I refuse to ski but still had the time of my life in the Dolomites

By | January 6, 2024

Maddy Mussen on ‘ski’ holiday (Evening Standard)

I’ll be honest, the idea of ​​skiing has never excited me. I know it’s not very classy and so it’s something I often keep to myself, just like I don’t like eating mollusks (you can be classy and cultured and not like a clam! You can do it!).

I skied once when I was 11, and although my mom insists I was good at it, I have no memory of it – nor do I remember enjoying it – so I think that’s probably a lie. For all intents and purposes, I never planned to ski again. But if you love the mountains like I do, or dream of a cold, snow-filled escape like me, your antipathy towards skiing puts you in a pretty sad situation. There’s an obvious rock and hard place joke here, but I won’t do that.

Dolomites and nearby Hotel Sassongher (Hotel Sassongher)Dolomites and nearby Hotel Sassongher (Hotel Sassongher)

Dolomites and nearby Hotel Sassongher (Hotel Sassongher)

In my age group, it often feels like you have to choose between two holidays: a hot holiday or a ski holiday. Other cold places (Copenhagen, Reykjavík, etc.) are either extremely expensive or slightly explosive at this point. Moreover, these are city holidays. If you want a proper tundra, people will expect you to wear your salopettes.

But what if… you didn’t? It’s a question I’m searching for an answer to as I board the first SkyAlps flight from London Stansted to Bolzano, a small airport in northern Italy that, as of December, gives Londoners closer access to some of the Dolomites’ best ski destinations. SkyAlps has been operating since 2021, taking skiers to Bolzano from various airports in Europe, but Brits have had to wait until now to join the deal.

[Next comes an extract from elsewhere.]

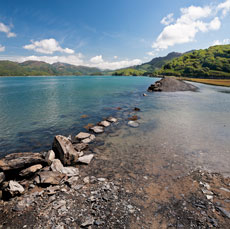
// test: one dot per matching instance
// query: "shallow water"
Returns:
(191, 126)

Unlike the greyscale Alps, the Dolomites have a distinctly yellow, sun-kissed hue even when not exposed to sunset (Hotel Sassongher)Unlike the greyscale Alps, the Dolomites have a distinctly yellow, sun-kissed hue even when not exposed to sunset (Hotel Sassongher)

Unlike the greyscale Alps, the Dolomites have a distinctly yellow, sun-kissed hue even when not exposed to sunset (Hotel Sassongher)

If the words “inauguration flight” don’t scare you, perhaps the term “propeller plane” will. Or if you’re me, an image of one will probably do the trick. I took a quick, wild dive into the aviation section of Google (i.e., I searched for “is safer a propeller plane or a jet????????”) and thankfully learned that the two are actually equivalent.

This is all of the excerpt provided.